In de conmiissie financiën en beleidsplanning is bij de bespreking van de
overeenkomst met eerder genoemde onderneming ook expliciet stil gestaan bij
het feit dat van de loswal ook nog door een andere ondernemer gebruik wordt
gemaakt. Daarbij is uitdrukkelijk gevraagd of de lijn, die met Te Beest BV
werd ingezet, ook moest worden doorgetrokken in de richting van het
transportbedrijf De Jong, en of hier ook vergoedingen mee gemoeid zouden
zijn.

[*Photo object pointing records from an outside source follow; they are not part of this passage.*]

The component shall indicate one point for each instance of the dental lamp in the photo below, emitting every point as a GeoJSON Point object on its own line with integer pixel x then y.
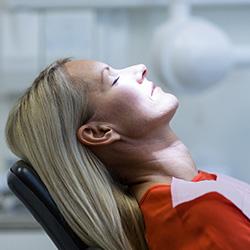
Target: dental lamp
{"type": "Point", "coordinates": [192, 53]}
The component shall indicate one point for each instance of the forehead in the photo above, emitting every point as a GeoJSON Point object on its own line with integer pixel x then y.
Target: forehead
{"type": "Point", "coordinates": [85, 68]}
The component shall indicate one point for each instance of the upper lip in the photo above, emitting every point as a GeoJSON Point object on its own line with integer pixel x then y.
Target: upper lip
{"type": "Point", "coordinates": [152, 90]}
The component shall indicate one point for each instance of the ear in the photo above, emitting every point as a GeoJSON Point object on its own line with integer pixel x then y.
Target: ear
{"type": "Point", "coordinates": [97, 134]}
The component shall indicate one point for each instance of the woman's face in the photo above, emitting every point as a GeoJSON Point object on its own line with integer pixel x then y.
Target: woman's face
{"type": "Point", "coordinates": [124, 97]}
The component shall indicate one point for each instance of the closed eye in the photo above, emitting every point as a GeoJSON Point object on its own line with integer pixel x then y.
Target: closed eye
{"type": "Point", "coordinates": [116, 80]}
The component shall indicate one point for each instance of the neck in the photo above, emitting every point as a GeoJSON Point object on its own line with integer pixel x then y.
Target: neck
{"type": "Point", "coordinates": [148, 161]}
{"type": "Point", "coordinates": [147, 164]}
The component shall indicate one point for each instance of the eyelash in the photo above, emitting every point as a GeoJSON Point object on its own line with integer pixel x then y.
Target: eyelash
{"type": "Point", "coordinates": [116, 80]}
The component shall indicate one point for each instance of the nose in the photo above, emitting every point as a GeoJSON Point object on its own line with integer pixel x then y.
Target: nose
{"type": "Point", "coordinates": [141, 73]}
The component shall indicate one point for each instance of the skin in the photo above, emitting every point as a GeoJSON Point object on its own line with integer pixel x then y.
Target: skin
{"type": "Point", "coordinates": [130, 129]}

Dit werd toen ontkend en mede daarom heeft de VVD het toenmalige
voorstel ook ondersteund.
Ook in het raadsvoorstel van november 1988 werd duidelijk de suggestie
gewekt, dat met de vergoeding aan Te Beest BV plus de gemaakte plankosten
de opheffing van de laad- en losgelegenheid een feit zou zijn en dat een en
ander binnen de daarvoor begrote bedragen zou kunnen geschieden. Spreker
merkt op onaangenaam verrast te zijn toen hij het thans voorliggende
voorstel kreeg aangeboden, met name met betrekking tot de financiële
consequenties. In de VVD-fraktie bestaat volgens spreker begrip voor het
feit, dat het college tijdens dit soort onderhandelingen niet altijd aan
handen en voeten gebonden kan zijn, doch in het onderhavige geval is naar
zijn mening de raad in een te laat stadium geïnformeerd.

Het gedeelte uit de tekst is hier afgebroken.